Читать «Из писем прапорщика-артиллериста» онлайн - страница 124
Федор Августович Степун
За последнее время я внутренне живу какою-то новою жизнью. Война куда-то далеко отошла от меня. Она уже не определяет собою содержания, строя и течения моей жизни. Но несмотря на такую фактическую свободу от войны, я сейчас больше живу и мучаюсь ею, чем раньше: как черная туча облегает мысль о войне весь горизонт моей жизни, как сиделка у постели больного дежурит она бессменно в моей душе.
Правда, мне теперь война уже не видится в образе физической смерти. И ложась по вечерам на свою койку, я уже не представляю себе, как иной раз на наблюдательном пункте, как в меня под утро попадет шрапнель, как я мучительно умираю и меня хоронят где-нибудь во дворе галицийской церкви.
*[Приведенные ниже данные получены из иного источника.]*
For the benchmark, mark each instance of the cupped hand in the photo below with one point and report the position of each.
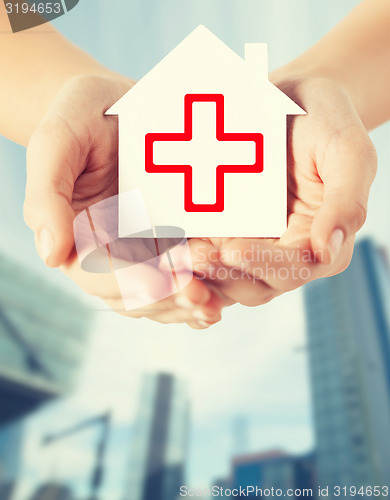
(71, 165)
(331, 166)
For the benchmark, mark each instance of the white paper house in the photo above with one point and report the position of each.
(203, 135)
Но ведь смерть мы знаем не только как приходящий извне конец нашей жизни, мы знаем ее еще и как постоянно происходящее внутри нас умирание оскудевающих стремлений, неосуществляющихся надежд, самых нежных мелодий в душе, самых пророческих наших чаяний. Смерть ведь не только в том, что все мы «сойдем под вечны своды», но и в том, что все мы уже при жизни «вечные своды», под которыми годы могильщики хоронят то, что «зачалось и быть могло, но стать не возмогло».
Этот второй образ смерти в последнее время постоянно стоит передо мной. Я не помню, чтобы я когда-нибудь так упорно чувствовал себя кладбищем всех своих жизненных сил и возможностей. Кажется, что каждый день что-то безвозвратно уносит с собою, что каждый день хоронит какие-то единственные возможности, что в тупой праздности моего паркового прозябания ржавеет мысль и плеснеет душа.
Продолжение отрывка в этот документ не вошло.